Bayona previously directed the Spanish horror film “The Orphanage,” and Watts perfected her terrified reactions in “The Ring” and “King Kong.” She’s terrific here.
She spends much of the film in a hospital bed, but whether she’s coughing up blood or slowly losing her life, her Maria is in truly harrowing shape by film’s end. It’s one of the best performances of 2012 (for Oscar consideration, the film was released in December in select markets).
Tom Holland is powerful as young Lucas. He was 14 at the time of filming (16 now) and shows remarkable range: terrified as he’s floating away on a wayward mattress, earnest as he attempts to find missing children for panicked parents speaking a different language.
McGregor is similarly good. He blubbers uncontrollably when he calls home to tell his family of the disaster, and it’s enough to make you want the movie to stop so you can check on your own kids.
The question of why Bayona focused on this one family of five rich palefaces when the majority of victims were poor Indians and Asians is a fair one. Tourists made up just 3 percent of the tsunami’s victims. It troubles the film all the way through.
But perhaps that’s the point. These people are not of this place. Maria, Henry and the boys are separated not only from one another, but miles from anything familiar. Truly horrifying, considering many of us freak out when we misplace our cellphones for a few minutes.
“The Impossible” gets to our core human story of loneliness, our need for connection and the crushing ache of separation. Just as importantly, though, the film shows that our very existence depends on thousands of small kindnesses. Unidentified natives load victims into pickup trucks; a stranger loans a man a simple pen and paper.
The dilemmas of how and when and whom to help resonate for days and weeks after seeing the film. “The Impossible” makes clear that who survives and why isn’t up to simple Darwinism or up-by-the-bootstraps stick-to-it-tiveness. How we get by depends entirely on an unseen network of humanity.
There’s a moment in the film when a young boy runs into the arms of a man, presumably his missing father.
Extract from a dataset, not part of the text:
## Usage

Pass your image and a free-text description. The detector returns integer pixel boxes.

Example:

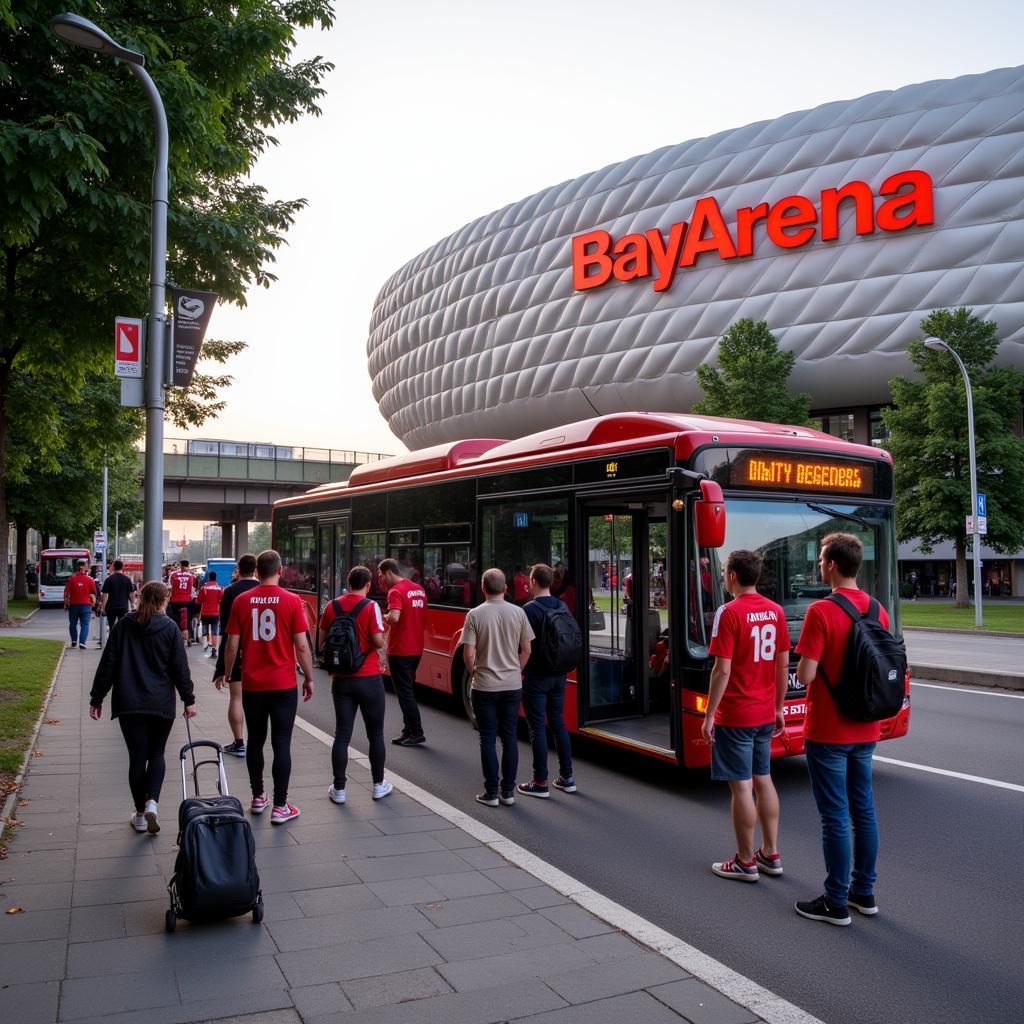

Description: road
[22,612,1024,1024]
Shown from afar, they squeeze each other tight. The young boy, his head on the man’s shoulders, smiles and drums his fingers on the man’s naked back.
Even that small, unconscious act of comfort speaks volumes about our need for one another.
The “Impossible” of the title refers not only to this family’s story or the idea of a 90-foot wall of water destroying everything in its path. It speaks to the improbability that any one of us is here at all.